His time with The Big 4 would not be influential in legal transformation, if the law firm itself is not ready for transformation. From his perspective, law firms can be antiquated in their approach to services. People tend to work individually and complete individual pieces of work. Firms would benefit from understanding what brings people together as a value proposition and as a law firm. Having this unified front positions firms for effective transformation.
At the start of the pandemic, Fennemore lost a second knowledge management staff member in their library. Dean reached out to LAC to fill that gap and complete the heavy lifting of legal research.
LAC also took on responsibilities related to project and library management, budgeting, training, and mentoring assistant librarians as well as other tasks when Fennormore acquired or brought on other offices. By bridging support gaps and streamlining operations, LAC was able to ease the library’s workload burden, increase consistency, and prevent disruption or negative impact on the firm’s culture or processes.
Innovation impact on firms
Dean notes that culture is really tied into leadership. Change is not possible without buy-in from the firm. Part of that ties into the strategic plan. Leadership needs to be creative and understand the financials, strategic initiatives, and processes.
Impact on firm culture is going to be different based on what you do. There are projects where the goal is to impact firm culture. Forcing a firm to grow and stretch is not a bad thing.
McInnes Cooper brought accountability into the innovative approach to ensure the right people were working on transformation initiatives. With accountability, there were never good or bad consequences, but instead successes and learnings.
Overcoming innovation challenges
When it comes to tackling innovation challenges at Fennemore, Dean says one of the mantras the firm follows is “know who you are.” Every firm has different clients, services, and needs. Start with an understanding of where your firm’s strengths lie and how to capitalize on them.
“Success breeds success”, says Dean. The more the wheel starts to turn, the easier the process becomes. It also works to change the culture. Don’t be afraid to make little changes to get the process started.
Roberto added that innovation is not about creating the next Uber for legal services. Change can be something small — from how things are done day-to-day to process improvements. Making small, realistic changes can create cumulative impacts that drive bigger ones. Innovation rarely happens when someone is sitting in their own box, but when you are working with an external party, like clients.
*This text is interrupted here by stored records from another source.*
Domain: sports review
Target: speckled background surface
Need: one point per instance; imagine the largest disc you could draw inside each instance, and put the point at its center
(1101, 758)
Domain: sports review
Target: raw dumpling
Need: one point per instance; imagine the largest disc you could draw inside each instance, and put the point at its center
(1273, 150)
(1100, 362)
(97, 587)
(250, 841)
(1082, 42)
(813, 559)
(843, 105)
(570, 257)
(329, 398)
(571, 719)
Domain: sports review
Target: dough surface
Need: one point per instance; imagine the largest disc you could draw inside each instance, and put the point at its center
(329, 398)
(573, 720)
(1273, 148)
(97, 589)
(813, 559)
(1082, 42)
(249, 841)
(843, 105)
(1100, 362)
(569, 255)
Innovation challenges will always be present and new ones will manifest. To address this, McInnes Cooper aims to remain consistent and accountable. The accountability model breeds trust. Their innovation plan is very open and transparent to people. Their definition of innovation, their budget, and how staff members can contribute ideas is all clearly communicated and readily available. This has resulted in a positive impact for generating new ideas.
Path to innovation
Having “a seat at the table” is where the path to innovation starts for Dean. His position has allowed him to give input, be a good salesperson, and understand the firm dynamics and impact. Being able to articulate how you are going to do something, why, and starting small are the stepping stones to change.
At McInnes Cooper, the path to innovation needs to have a bit of inspiration. Roberto suggests that inspiration can help others see where the plan is trying to go. Being able to start small, showcase examples, and put in the work. Small successes, and even learning opportunities to develop insights, can create a compelling story that generates inspiration.
To that note, Dean highlights that lessons learned from every project, no matter the results, have to be incorporated into everything you do. They will lead to fresh ideas and continue innovation and improvements in the future.